After Stalin's death was announced, huge, weeping crowds filled Moscow's streets, while his embalmed body was placed alongside Lenin in the Red Square mausoleum. The country that he had ravaged continued to honor him--but only for a time. In February of 1956 his successor, Nikita Krushchev, addressed a "secret session" of the 20th Party Congress, where he spent three hours denouncing Stalin, thus beginning the process known as de-Stalinization. The departed dictator's name was removed from public buildings, streets, and cities (Stalingrad was renamed Volgograd); his cult of personality was denounced; his body was removed from Red Square and reburied elsewhere.
But the Soviet state that he had built survived for another forty years. The Cold War went on, Eastern Europe remained in thrall to the U.S.S.R., the gulags still operated, and the cruel grip of the state on the Russian people was not relaxed. Indeed, Khrushchev's successor, Leonid Brezhnev, actually made an effort to rehabilitate Stalin's reputation, to cover up the few crimes that Khrushchev had exposed, and to return him to place of honor among Soviet heroes. It was not until the fall of the Berlin Wall, the end of the Cold War, and the final crack-up of the Soviet Union in 1991-92 that the world was allowed access to the record of Stalin's crimes--and even that information remains incomplete, so careful were Stalin's contemporaries to hide his corruption.
Just as we may never gain full knowledge of his crimes, we may never possess a true understanding of his personality and motivations--of the inner Stalin. For decades, he and his fellow revolutionary justified their deeds by saying that their goal--the building of a utopia--necessitated the sacrifice of some lives in order to make life better for all. Leaving aside the fact that no such Marxist paradise emerged--indeed, that Marxism in general has proved to be a bloody, costly, and ultimately disastrous experiment on human nature--it still is not clear to what extent Stalin was guided by ideology or utopian dreams in his career. Certain policies, like the Five-Year Plan and collectivization, bear the stamp of Marxist orthodoxy, and he seems to have nursed a hope of an imminent worldwide revolution even in his last years. But he was never a great theoretician--many of his rivals were far better versed in revolutionary ideology than he--and his political behavior seems to been ruthlessly practical, rather than rigidly Marxist. In his cunning machinations of the 1920s, when he played off Bukharin's "Rightists" against Kamenev's "Leftists" without ever committing himself to either side; in the Great Terror and all the little terrors that he directed against enemies real and imaginary; in the Nazi-Soviet Pact and his expansion westward after World War II . . . in all these instances, and many more, the coarse, pockmarked Georgian with the tiger eyes showed himself to be a man interested not in a workers paradise, but in the steady increase and permanent preservation of his own power, at any cost.

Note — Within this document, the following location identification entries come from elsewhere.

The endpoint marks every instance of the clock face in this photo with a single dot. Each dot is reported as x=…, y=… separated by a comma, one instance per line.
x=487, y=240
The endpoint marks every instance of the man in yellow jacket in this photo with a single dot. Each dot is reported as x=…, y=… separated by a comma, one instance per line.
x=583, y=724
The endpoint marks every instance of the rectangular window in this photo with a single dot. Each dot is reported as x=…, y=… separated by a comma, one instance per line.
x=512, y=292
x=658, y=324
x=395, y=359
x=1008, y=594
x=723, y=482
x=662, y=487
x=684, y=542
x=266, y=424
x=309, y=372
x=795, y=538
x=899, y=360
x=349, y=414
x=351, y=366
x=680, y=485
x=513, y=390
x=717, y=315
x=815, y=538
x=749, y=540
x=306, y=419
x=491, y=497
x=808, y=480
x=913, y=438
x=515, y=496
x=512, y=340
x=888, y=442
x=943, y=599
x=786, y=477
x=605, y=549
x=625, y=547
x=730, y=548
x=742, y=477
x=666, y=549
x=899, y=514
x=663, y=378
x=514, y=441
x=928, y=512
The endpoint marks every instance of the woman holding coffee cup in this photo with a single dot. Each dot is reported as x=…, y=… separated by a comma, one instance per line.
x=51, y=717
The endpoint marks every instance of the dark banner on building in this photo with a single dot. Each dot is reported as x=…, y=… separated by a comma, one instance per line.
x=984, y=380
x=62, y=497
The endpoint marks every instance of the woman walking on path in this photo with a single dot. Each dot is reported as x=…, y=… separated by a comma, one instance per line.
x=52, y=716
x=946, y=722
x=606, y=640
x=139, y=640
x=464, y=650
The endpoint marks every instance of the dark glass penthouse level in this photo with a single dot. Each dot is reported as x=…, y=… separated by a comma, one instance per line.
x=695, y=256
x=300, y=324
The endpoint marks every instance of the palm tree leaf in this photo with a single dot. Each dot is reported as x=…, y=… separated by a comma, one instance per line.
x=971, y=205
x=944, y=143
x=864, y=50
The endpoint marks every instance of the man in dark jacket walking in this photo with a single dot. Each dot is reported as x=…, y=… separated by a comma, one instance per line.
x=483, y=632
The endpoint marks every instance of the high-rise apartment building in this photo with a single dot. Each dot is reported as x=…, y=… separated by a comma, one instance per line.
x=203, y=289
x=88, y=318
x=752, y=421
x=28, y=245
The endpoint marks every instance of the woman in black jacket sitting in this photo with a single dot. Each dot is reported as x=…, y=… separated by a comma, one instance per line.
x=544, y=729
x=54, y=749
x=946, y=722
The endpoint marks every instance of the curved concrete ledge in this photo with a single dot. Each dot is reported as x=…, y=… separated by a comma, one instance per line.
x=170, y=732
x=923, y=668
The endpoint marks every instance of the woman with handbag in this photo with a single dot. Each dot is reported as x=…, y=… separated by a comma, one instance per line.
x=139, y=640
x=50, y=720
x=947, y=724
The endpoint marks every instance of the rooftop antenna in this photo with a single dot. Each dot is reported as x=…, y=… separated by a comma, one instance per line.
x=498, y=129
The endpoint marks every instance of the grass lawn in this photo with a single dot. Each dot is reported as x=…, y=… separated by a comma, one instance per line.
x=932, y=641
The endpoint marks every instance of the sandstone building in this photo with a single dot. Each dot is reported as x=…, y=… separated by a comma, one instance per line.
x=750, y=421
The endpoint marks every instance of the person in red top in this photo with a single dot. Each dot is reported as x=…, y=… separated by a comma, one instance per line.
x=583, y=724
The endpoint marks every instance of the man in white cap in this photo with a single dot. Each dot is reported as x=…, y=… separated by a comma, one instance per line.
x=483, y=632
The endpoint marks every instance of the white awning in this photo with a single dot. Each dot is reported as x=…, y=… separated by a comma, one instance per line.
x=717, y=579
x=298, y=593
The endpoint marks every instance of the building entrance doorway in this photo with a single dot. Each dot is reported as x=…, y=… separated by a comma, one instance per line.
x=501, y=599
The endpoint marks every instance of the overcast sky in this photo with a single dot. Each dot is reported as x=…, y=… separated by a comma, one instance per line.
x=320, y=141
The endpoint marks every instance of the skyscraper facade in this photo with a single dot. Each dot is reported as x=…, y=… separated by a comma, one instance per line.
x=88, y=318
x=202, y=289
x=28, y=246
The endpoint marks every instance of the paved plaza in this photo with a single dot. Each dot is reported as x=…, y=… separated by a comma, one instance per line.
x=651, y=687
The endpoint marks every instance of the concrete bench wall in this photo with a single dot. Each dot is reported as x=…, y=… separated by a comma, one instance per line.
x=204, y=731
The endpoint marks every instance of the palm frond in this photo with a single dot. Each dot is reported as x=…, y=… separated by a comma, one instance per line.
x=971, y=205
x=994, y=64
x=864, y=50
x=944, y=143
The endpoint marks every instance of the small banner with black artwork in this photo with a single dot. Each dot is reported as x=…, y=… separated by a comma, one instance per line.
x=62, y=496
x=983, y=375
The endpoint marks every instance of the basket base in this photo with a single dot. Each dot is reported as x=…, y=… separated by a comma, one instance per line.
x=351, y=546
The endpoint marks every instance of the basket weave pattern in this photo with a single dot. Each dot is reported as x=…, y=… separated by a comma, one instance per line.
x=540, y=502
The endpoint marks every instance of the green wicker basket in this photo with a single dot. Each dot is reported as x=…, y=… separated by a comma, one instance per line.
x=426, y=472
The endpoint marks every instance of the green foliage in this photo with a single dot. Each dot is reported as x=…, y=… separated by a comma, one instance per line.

And the world continues to suffer the impact of this cost. This, more than anything else, is the lesson that Stalin has taught us--the extent to which one man's unbridled appetite for power can devastate millions of lives. Stalin broke the Soviet people, ruined the Soviet economy, and reduced Soviet culture and intellectual life to slavish dependency on the state--and the consequences of his terrible rule still reverberate all across Russia and the former Soviet Union. He tortured and killed so many of his own people, with guns or famine, that the exact number can never be known--Russians today refer to the victims as the "Twenty Million," and even that may be too low an estimate. His belligerent policies helped to unleash the Cold War that locked our planet into a "balance of terror" for some forty years. He supported and inspired copycat dictators, from Kim Il Sung in North Korea to Pol Pot in Cambodia, whose own toll of victims reaches into the millions. He was a destructive force, perhaps the most destructive human being of this long and bloody century--more destructive even than his great rival, Hitler, whose own regime went down under the boots of the Red Army. He was a political genius with the soul of a sadistic thug, a paranoid and cruel man with his hands on the reins of a great nation; the shadow that he casts, even today, is long and dark and full of terrors.